La pizza più strana della mia vita
Svolgimento. La pizza più strana della mia vita non è stata proprio una pizza. Cioè, diciamo che era più una focaccia quadrotta alta due dita con sopra del sugo e qualche altro ingrediente d’origine incerta. Ma era comunque strana per il posto dove l’ho mangiata, ovvero a Manaus, nel cuore dell’Amazzonia. E per come è andata.
Dopo settimane di cucina tropicale, quella sera mi era venuta un’improvvisa voglia di cibo italiano. Chiedo in albergo, mi danno indicazioni sommarie. A quei tempi (1986) mica c’erano cellulari, Google Maps o guide interattive. Manco una carta della città avevo, per dire. Si andava ancora a spanne e il mondo era bello lo stesso, e forse pure di più.
Con tutta l’incoscienza della mia età migliore mi avventuro per strade che sicure non erano affatto; a un certo punto spunta un’insegna tricolore, la luce fioca fioca. Ci siamo, mi dico. Entro, e a conferma mi accoglie dipinta sul muro un’approssimativa cartina d’Italia con tre sole città: Roma, ovvio; Rimini, chissà perché; e Bergamo. Non vi dico la mia curiosità.
Morale, ordino una pizza e mi arriva la focaccia di cui sopra. Nel mentre, chiedo al cameriere notizie del titolare, volevo capire se c’entrasse con la mia città. E infatti si trattava di un bergamasco di Seriate emigrato in Brasile da più di trent’anni. Accorse al mio tavolo pulendosi le mani nel grembiale; piccolino, pochi capelli, gli occhi spiritosi: non gli sembrava vero poter scambiare due parole in dialetto e chiedermi un milione di cose sulla terra comune.

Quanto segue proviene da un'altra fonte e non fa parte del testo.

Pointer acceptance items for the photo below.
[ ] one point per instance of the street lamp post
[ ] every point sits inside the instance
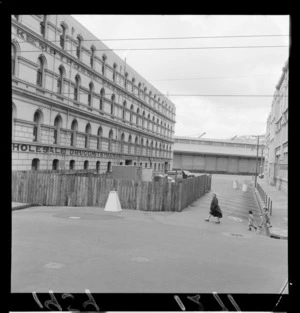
(256, 160)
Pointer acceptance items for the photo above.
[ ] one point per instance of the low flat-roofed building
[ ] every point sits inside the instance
(217, 155)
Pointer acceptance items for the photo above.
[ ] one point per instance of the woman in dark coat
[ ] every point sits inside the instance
(214, 209)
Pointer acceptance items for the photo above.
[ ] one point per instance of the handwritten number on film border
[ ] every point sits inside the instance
(54, 302)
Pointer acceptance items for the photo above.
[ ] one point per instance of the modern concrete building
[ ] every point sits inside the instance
(217, 156)
(77, 105)
(276, 165)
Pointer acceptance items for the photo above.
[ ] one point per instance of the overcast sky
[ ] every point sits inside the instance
(191, 72)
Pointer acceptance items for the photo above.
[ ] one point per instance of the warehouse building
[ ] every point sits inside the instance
(218, 156)
(77, 105)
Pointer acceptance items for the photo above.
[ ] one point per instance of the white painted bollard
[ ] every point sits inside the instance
(113, 202)
(234, 184)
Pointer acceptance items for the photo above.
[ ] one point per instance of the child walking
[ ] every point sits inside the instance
(251, 222)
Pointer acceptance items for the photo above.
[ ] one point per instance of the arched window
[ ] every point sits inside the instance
(87, 136)
(72, 165)
(143, 120)
(98, 166)
(137, 116)
(129, 144)
(35, 164)
(92, 59)
(110, 138)
(43, 26)
(122, 142)
(77, 87)
(112, 107)
(131, 113)
(109, 167)
(136, 142)
(55, 165)
(90, 96)
(74, 127)
(114, 71)
(40, 72)
(60, 81)
(125, 80)
(63, 36)
(102, 95)
(79, 45)
(37, 119)
(13, 59)
(124, 110)
(57, 126)
(104, 57)
(99, 139)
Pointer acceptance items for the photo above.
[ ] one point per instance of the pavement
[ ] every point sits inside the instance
(279, 217)
(70, 249)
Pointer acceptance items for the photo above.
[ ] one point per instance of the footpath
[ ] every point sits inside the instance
(279, 213)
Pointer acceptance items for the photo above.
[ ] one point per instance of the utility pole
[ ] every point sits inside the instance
(256, 160)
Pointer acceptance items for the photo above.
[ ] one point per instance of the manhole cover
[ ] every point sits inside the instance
(140, 259)
(237, 219)
(54, 265)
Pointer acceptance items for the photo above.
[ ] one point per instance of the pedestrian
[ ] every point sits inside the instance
(215, 209)
(251, 222)
(265, 218)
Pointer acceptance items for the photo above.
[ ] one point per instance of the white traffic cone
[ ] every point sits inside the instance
(113, 202)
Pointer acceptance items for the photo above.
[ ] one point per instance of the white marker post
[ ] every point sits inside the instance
(113, 202)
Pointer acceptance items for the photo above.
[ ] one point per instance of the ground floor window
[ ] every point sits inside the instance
(35, 164)
(55, 164)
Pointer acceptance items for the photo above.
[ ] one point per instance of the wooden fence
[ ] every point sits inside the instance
(91, 190)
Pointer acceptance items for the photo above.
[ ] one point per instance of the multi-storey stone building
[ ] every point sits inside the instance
(276, 165)
(77, 105)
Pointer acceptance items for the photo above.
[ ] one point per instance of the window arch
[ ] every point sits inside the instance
(131, 112)
(13, 59)
(64, 28)
(40, 71)
(110, 138)
(136, 142)
(122, 142)
(57, 126)
(137, 116)
(35, 164)
(87, 135)
(79, 46)
(74, 127)
(77, 87)
(99, 139)
(37, 119)
(129, 144)
(112, 107)
(60, 81)
(90, 96)
(124, 110)
(114, 72)
(104, 58)
(102, 95)
(92, 59)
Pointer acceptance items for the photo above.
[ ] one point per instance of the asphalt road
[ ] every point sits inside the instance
(70, 249)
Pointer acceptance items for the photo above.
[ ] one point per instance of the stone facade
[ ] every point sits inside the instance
(276, 165)
(74, 99)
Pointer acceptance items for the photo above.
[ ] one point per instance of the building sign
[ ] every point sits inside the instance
(21, 147)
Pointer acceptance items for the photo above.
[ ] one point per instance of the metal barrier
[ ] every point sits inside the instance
(267, 200)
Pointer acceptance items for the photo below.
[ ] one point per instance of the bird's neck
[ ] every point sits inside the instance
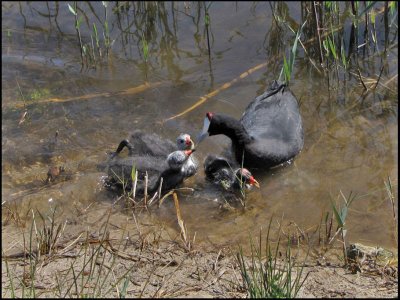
(234, 130)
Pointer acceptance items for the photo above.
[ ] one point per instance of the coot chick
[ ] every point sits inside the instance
(172, 170)
(269, 133)
(228, 174)
(141, 143)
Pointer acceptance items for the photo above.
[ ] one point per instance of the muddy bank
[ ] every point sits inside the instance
(119, 255)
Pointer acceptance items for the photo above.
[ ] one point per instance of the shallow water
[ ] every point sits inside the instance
(351, 141)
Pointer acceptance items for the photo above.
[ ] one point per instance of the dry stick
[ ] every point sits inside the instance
(134, 187)
(146, 178)
(159, 189)
(178, 214)
(129, 91)
(218, 90)
(379, 78)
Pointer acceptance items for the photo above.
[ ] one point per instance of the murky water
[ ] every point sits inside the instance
(351, 141)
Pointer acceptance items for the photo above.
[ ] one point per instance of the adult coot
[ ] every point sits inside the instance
(270, 131)
(173, 170)
(228, 174)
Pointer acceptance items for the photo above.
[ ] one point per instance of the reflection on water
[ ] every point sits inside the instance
(350, 138)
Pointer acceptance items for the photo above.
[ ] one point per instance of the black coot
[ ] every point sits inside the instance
(269, 133)
(228, 174)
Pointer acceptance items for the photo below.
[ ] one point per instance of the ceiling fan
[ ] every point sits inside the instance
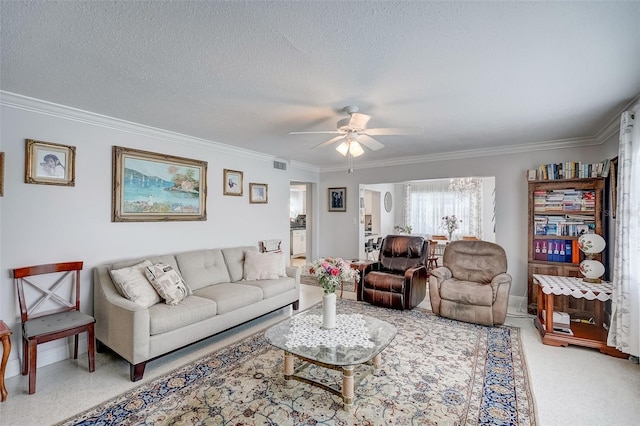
(353, 131)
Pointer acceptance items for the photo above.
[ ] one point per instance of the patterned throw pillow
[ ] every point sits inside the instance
(167, 282)
(132, 284)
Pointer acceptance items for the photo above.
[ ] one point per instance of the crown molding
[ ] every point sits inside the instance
(39, 106)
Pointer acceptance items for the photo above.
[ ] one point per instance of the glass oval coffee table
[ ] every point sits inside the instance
(353, 347)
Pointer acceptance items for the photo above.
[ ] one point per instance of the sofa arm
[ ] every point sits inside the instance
(122, 325)
(294, 272)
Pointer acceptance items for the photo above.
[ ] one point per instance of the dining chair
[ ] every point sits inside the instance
(49, 298)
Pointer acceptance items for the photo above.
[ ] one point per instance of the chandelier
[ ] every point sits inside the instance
(462, 186)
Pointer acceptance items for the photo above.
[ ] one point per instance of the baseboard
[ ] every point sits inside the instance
(45, 356)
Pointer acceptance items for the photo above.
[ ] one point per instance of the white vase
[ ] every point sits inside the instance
(329, 311)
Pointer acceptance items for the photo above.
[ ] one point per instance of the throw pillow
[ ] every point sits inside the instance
(261, 266)
(132, 283)
(167, 282)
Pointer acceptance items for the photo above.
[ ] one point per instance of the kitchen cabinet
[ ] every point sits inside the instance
(298, 242)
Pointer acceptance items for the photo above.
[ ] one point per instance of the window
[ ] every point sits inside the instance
(427, 202)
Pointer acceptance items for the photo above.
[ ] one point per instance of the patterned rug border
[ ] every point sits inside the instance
(226, 359)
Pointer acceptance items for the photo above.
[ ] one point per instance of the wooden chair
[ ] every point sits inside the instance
(50, 310)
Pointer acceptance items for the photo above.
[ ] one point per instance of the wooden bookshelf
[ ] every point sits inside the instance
(593, 213)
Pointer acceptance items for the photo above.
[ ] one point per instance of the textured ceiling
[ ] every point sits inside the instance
(473, 74)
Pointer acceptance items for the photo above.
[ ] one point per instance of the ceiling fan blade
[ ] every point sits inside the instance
(359, 121)
(369, 142)
(313, 133)
(389, 131)
(329, 142)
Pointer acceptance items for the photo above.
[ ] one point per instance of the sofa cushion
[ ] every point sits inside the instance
(202, 268)
(271, 288)
(467, 292)
(230, 296)
(167, 282)
(132, 283)
(261, 266)
(234, 257)
(163, 317)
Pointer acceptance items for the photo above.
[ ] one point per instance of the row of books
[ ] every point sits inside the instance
(557, 251)
(570, 170)
(565, 226)
(564, 199)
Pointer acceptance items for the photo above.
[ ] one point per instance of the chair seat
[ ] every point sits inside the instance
(54, 323)
(385, 281)
(467, 292)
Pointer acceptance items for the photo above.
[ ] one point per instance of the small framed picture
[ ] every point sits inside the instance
(50, 163)
(232, 182)
(258, 193)
(1, 174)
(338, 199)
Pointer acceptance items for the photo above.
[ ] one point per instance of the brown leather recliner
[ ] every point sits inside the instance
(399, 279)
(473, 284)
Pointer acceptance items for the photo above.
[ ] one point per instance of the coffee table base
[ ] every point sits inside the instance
(350, 379)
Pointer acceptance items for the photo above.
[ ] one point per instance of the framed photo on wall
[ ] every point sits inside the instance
(258, 193)
(338, 199)
(151, 187)
(50, 163)
(232, 181)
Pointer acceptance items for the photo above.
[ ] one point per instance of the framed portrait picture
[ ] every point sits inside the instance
(232, 182)
(50, 163)
(338, 199)
(151, 187)
(258, 193)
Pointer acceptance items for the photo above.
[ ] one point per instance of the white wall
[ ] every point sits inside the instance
(45, 223)
(511, 198)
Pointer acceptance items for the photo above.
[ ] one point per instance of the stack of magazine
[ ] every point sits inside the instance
(561, 322)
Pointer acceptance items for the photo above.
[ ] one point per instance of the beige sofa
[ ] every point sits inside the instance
(218, 298)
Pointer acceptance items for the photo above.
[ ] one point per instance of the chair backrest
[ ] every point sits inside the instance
(271, 246)
(57, 292)
(477, 261)
(401, 252)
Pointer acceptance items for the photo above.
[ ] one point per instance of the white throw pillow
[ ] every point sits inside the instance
(261, 266)
(167, 282)
(132, 283)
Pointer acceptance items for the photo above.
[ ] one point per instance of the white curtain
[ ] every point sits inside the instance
(624, 332)
(427, 202)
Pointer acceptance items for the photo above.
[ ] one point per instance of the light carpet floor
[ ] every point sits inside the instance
(436, 371)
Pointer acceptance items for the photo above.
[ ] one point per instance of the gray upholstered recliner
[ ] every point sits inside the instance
(473, 284)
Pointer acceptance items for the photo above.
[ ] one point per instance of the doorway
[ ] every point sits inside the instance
(299, 224)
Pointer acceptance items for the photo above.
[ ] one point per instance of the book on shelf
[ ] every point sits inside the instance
(570, 170)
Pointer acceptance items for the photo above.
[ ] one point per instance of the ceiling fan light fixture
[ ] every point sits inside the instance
(343, 148)
(355, 149)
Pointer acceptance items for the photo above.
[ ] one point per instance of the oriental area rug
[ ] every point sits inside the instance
(435, 372)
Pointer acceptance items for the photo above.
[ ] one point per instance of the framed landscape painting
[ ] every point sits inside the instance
(150, 187)
(258, 193)
(338, 199)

La pizza non riesco a farla come si deve, mi disse, qui in Brasile mancano gli ingredienti. Allargò le braccia quasi a chiedere perdono. Ora, la pizza non sarà stata chissà che, ma in Amazzonia parlando in dialetto era come essere a casa. Il giorno dopo il cuoco bergamasco m’invitò di nuovo, quasi a scusarsi di quella pizza non proprio a bolla. E la seconda volta furono lasagne davvero speciali. «Sono stato al mercato tutta mattina a cercare gli ingredienti, te le ho fatte come mi ha insegnato la mia mamma». E a quel ricordo sorrise.